For families seeking an independent prep with a strong transition record at 11, Crescent has several markers of quality. The latest ISI inspection report (December 2024) states that all relevant Standards are met, including safeguarding. The curriculum breadth described, alongside a strong co-curricular timetable, supports a well-rounded primary experience.
For 2025 to 2026, published termly fees are £4,196.50 for Reception, £4,352.74 for Years 1 and 2, and £4,590.88 for Years 3 to 6, with VAT included on tuition. The school also publishes a £90 registration fee and a £400 acceptance deposit, plus separate lunch and wraparound charges.
Crescent’s admissions process includes a taster day, and the school may seek a reference from a child’s current school. The published final deadline for applications and completed registration forms for September 2026 entry is Friday 22 May 2026, and the school states that admissions should be completed by Friday 12 June 2026 for Induction Morning.
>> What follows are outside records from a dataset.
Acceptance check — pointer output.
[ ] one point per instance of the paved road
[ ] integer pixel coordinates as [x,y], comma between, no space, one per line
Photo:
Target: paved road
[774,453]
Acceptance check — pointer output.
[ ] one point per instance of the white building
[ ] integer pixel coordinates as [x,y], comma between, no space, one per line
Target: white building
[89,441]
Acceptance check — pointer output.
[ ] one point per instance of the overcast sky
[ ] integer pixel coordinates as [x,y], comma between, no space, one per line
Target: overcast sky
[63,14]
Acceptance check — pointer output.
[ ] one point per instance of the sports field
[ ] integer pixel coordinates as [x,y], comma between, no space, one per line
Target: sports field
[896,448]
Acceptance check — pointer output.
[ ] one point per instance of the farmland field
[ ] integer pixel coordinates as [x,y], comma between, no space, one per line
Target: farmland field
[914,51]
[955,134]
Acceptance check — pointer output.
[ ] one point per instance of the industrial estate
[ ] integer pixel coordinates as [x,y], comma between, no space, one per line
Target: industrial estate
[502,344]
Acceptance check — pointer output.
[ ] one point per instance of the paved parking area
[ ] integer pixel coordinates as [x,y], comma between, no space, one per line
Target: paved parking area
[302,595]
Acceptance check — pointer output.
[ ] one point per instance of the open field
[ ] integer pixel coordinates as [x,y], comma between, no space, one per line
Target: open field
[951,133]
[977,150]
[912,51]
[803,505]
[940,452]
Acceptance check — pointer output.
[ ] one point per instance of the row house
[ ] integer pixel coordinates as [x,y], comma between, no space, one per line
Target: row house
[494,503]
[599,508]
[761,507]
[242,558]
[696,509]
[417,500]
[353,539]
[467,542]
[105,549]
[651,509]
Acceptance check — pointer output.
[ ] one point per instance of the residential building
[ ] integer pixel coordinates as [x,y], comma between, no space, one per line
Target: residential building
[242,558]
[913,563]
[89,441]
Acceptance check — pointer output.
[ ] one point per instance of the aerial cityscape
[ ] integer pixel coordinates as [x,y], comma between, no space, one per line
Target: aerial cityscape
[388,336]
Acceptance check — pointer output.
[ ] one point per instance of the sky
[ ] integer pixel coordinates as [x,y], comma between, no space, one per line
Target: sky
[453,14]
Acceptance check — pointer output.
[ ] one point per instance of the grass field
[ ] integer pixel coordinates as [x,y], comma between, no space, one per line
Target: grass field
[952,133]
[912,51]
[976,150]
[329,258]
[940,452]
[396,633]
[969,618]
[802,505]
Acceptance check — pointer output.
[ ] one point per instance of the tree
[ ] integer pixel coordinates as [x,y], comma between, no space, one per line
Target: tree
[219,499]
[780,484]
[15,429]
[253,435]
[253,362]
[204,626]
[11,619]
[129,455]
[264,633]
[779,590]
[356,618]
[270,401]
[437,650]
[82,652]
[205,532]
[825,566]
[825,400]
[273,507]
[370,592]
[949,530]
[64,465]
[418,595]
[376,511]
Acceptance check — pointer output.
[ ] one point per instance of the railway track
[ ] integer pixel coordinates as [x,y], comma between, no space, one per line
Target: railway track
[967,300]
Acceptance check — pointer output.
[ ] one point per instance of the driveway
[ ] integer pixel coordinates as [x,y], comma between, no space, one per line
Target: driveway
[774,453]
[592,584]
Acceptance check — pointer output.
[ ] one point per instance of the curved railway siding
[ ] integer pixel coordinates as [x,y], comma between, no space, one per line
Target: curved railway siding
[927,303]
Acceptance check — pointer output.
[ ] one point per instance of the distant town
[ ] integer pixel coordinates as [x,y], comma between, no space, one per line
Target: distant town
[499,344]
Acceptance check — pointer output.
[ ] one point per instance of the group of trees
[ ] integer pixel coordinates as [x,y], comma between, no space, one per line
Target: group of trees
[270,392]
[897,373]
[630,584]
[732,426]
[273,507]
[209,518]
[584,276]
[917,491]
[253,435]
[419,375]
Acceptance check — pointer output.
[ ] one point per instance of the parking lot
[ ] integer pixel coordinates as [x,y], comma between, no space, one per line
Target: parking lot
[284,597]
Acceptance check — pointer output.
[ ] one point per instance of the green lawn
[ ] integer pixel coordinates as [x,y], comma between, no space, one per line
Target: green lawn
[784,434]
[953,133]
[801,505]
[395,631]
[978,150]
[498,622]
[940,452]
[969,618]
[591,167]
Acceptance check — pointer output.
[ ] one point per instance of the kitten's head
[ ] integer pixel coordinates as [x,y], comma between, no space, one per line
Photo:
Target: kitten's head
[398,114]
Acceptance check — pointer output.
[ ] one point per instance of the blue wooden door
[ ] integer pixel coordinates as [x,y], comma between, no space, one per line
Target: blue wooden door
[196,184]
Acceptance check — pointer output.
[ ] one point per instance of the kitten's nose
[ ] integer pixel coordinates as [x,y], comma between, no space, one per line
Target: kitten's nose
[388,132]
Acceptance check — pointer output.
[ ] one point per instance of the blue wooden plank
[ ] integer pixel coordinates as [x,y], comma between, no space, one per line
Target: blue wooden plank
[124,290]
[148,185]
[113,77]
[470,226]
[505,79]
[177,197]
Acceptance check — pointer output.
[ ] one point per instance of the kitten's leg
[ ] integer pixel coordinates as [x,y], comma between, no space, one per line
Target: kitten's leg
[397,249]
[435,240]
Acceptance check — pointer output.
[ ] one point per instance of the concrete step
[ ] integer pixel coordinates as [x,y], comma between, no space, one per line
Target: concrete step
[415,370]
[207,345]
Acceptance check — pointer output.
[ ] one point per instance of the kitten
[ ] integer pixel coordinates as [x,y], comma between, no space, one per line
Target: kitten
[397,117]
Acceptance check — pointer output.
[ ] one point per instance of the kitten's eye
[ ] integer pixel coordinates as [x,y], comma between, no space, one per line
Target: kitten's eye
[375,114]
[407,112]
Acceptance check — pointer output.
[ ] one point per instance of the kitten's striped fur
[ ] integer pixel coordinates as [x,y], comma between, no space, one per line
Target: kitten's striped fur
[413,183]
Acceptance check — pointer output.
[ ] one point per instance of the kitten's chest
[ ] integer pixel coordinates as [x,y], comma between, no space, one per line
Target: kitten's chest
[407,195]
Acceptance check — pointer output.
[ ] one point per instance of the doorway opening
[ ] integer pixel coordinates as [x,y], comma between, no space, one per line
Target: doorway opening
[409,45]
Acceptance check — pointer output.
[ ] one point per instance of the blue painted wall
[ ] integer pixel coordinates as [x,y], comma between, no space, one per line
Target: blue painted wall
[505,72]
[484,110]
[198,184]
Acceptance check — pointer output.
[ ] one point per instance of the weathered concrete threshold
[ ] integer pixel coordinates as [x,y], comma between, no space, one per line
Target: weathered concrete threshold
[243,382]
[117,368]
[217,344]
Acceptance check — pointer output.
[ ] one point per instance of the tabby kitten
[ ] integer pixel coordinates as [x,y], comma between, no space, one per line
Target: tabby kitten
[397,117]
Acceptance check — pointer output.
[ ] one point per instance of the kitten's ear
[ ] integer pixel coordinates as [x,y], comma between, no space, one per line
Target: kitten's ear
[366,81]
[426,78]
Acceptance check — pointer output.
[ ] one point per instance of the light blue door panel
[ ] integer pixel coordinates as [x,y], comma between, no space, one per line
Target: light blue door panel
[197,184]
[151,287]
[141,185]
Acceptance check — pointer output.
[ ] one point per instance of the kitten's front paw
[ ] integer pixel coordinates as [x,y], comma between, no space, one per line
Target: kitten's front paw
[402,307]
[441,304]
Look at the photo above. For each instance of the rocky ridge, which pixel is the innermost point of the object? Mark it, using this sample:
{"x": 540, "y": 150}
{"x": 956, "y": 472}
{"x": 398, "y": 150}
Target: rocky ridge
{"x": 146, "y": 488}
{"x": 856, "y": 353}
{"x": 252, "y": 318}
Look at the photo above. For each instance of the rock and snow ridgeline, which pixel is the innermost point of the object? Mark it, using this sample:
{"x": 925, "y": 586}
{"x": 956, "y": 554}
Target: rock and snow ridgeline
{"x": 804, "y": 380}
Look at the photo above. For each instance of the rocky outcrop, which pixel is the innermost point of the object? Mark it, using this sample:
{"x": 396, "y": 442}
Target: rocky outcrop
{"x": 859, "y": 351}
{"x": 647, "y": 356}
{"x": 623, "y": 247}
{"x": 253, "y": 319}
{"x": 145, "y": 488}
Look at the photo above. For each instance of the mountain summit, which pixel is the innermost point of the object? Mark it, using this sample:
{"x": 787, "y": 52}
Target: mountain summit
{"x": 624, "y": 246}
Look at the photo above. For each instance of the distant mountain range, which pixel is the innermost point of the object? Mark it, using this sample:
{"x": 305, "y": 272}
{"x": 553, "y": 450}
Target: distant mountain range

The school states that most Year 6 pupils progress to Princethorpe College, with others gaining places at schools including Rugby School, King Henry VIII, Warwick School, and local grammar schools. Families who want guidance through selective and independent senior applications often see this as a key benefit.
The school publishes a structured day that includes Early Birds from 7.45am and an after-school club that can run until 5.45pm. Charges for wraparound sessions are published, and parents should factor these into overall costs if regular late pick-up is needed.